I’m a talk show host at www.freedomslips.com and I talk with many types of people and by writing down my feeling I began to see where they where coming from. A lot of the topic where about the fear that people have of the future. One line formed in my mind and I have no idea where it came from.
The line was “Here I sit on the edge of tomorrow and all I fell is the Worlds sorrow” I wrote it down a few times and noticed that it made me think. That one line soon became 2 then 3 and I noticed that my creative was coming back slowly. I keep putting down line with no real order and most rhymed and the few that did not I was able it work them out so they did.
To cut this short I only showed a few what I was doing, they talked me in to posting some of them on Face Book. This got me over my fear of letting people see them. Now just about a week ago I post my first book of poems up for sale. It is called Screams of color. Its not a big book but by doing it I have learned to face my own fears and to deal with the fears of the guest that I talk with. People need to face what they fear if souls are to grow and I believe that is what we are here to do. I had all ways believe that being creative was all that was needed but I learned that by facing your fears help you be creative.

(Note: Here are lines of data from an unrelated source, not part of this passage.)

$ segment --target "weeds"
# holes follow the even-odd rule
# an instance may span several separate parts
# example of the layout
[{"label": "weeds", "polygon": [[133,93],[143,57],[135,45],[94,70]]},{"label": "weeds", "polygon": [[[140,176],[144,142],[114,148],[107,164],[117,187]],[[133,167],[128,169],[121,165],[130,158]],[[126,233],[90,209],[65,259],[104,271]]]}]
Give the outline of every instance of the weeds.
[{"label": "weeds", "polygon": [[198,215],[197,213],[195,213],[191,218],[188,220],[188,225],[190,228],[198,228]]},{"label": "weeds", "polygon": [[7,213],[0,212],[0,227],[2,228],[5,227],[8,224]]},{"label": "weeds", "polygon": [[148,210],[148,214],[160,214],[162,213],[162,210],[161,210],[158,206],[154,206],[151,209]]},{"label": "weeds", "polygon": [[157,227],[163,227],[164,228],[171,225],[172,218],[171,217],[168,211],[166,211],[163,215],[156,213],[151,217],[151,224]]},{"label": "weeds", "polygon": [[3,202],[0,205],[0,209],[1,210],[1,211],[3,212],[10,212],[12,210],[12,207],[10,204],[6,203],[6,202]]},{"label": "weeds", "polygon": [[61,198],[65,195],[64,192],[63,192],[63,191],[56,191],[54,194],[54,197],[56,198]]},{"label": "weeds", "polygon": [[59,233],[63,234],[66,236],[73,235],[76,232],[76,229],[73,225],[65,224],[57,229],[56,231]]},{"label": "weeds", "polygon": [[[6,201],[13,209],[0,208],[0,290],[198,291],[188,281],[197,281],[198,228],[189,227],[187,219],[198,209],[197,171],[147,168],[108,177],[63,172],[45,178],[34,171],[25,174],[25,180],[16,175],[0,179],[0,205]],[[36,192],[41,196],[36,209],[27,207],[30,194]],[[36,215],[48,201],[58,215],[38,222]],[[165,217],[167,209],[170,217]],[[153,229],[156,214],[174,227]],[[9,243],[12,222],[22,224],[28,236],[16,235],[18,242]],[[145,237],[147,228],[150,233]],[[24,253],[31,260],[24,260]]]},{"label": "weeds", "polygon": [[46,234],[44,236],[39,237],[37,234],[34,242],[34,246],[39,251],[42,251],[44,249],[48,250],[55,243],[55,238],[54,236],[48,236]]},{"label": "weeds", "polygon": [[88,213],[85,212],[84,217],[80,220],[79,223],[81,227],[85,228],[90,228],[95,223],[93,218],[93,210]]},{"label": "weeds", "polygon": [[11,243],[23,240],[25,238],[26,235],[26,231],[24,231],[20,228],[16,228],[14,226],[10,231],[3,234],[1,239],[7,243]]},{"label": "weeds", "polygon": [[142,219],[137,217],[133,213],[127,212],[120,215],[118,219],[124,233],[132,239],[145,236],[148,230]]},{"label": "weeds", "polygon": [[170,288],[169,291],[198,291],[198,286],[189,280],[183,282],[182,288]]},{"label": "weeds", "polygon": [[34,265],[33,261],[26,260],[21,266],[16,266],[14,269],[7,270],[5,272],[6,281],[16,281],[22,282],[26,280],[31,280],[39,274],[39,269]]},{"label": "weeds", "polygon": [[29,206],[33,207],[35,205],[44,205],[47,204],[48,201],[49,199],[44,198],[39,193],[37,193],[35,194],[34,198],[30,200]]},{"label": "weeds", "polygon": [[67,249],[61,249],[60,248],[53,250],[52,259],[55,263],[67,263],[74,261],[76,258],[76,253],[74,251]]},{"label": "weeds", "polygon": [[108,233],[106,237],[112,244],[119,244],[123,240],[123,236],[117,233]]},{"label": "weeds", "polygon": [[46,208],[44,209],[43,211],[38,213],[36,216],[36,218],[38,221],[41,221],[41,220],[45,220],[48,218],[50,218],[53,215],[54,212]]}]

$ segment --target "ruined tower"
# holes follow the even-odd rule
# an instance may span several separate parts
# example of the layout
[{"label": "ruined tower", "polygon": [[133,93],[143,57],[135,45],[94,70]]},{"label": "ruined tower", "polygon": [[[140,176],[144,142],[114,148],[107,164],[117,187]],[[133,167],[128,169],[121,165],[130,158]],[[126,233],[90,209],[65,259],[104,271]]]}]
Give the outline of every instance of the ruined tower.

Here is one of my first poems
Loves Pain
I long for the days when love was new,
and the doubts where far apart and few.
Slowly the tears roll down my face.
Why did my heart take me to this place?
Back then my heart was full of loves light.
Now my soul fells dark as a winters night.
Half truths and lies have filled my brain.
Its hard to tell thought that are not insane.
The things that I think I can't explain.
With all the dark thoughts that roll in,
its become harder to fight the sin
These thoughts could come with a big toll.
One that may be could cost me my soul.
My thoughts will soon bring more pain.
Pain as Strong as a cold nights rain,
When thoughts are darkest you will find,
you must understand this is the time,
to use the eye with in your own mind.
Hope you enjoy and may be even take some thing out of this. Thank you.